In Inghilterra si giocano poi due competizioni parallele al campionato, molto diverse tra loro, anziché una. La Coppa di lega, ribattezzata Carabao Cup per via dello sponsor, comprende tutte le 92 squadre professionistiche provenienti dalla Premier e dalla Football League (Championship, League One e League Two).
La Fa Cup invece viene giocata da oltre 700 squadre professionistiche, semi-professionistiche e dilettantistiche e sovrasta nettamente la Coppa Italia per l’interesse che suscita all’estero e i diritti tv. Il torneo inglese dalla stagione 2018-2019 fino al 2024 otterrà quasi un miliardo di euro dai broadcast, mentre la Lega Calcio ha raccolto dal 2018 al 2021 appena 35 milioni. Merito anche di una formula molto efficace, perché le squadre sfavorite giocano generalmente in casa, mentre in Italia le “big” affrontano tra le mura amiche le vincitrici dei sedicesimi di finale, un vantaggio per il passaggio del turno.
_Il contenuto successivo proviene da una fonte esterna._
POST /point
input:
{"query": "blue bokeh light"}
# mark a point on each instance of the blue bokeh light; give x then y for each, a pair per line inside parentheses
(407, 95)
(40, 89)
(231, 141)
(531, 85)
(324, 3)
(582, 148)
Differenze rimarcate anche da Fabrizio Ravanelli, ex attaccante con un passato nel Middlesbrough finalista della Fa Cup nel 1997: “Il modo di intendere la Coppa da parte dei club inglesi è molto diverso dall’Italia, per loro è importante proprio come il campionato”. Affermazione condivisa da Zola: “La Fa Cup è la competizione più antica del mondo e questo spiega il fascino che emana”. La prima edizione venne giocata esattamente 150 anni fa, nel 1871.
Gli sforzi compiuti dalla Lega Calcio non sono ancora sufficienti secondo Vulpis: “La nostra Supercoppa è oggetto di interesse del mercato cinese e arabo, ma ci vorranno ancora anni per raggiungere la Fa Cup”. Il divario da colmare, insomma, resta ampio.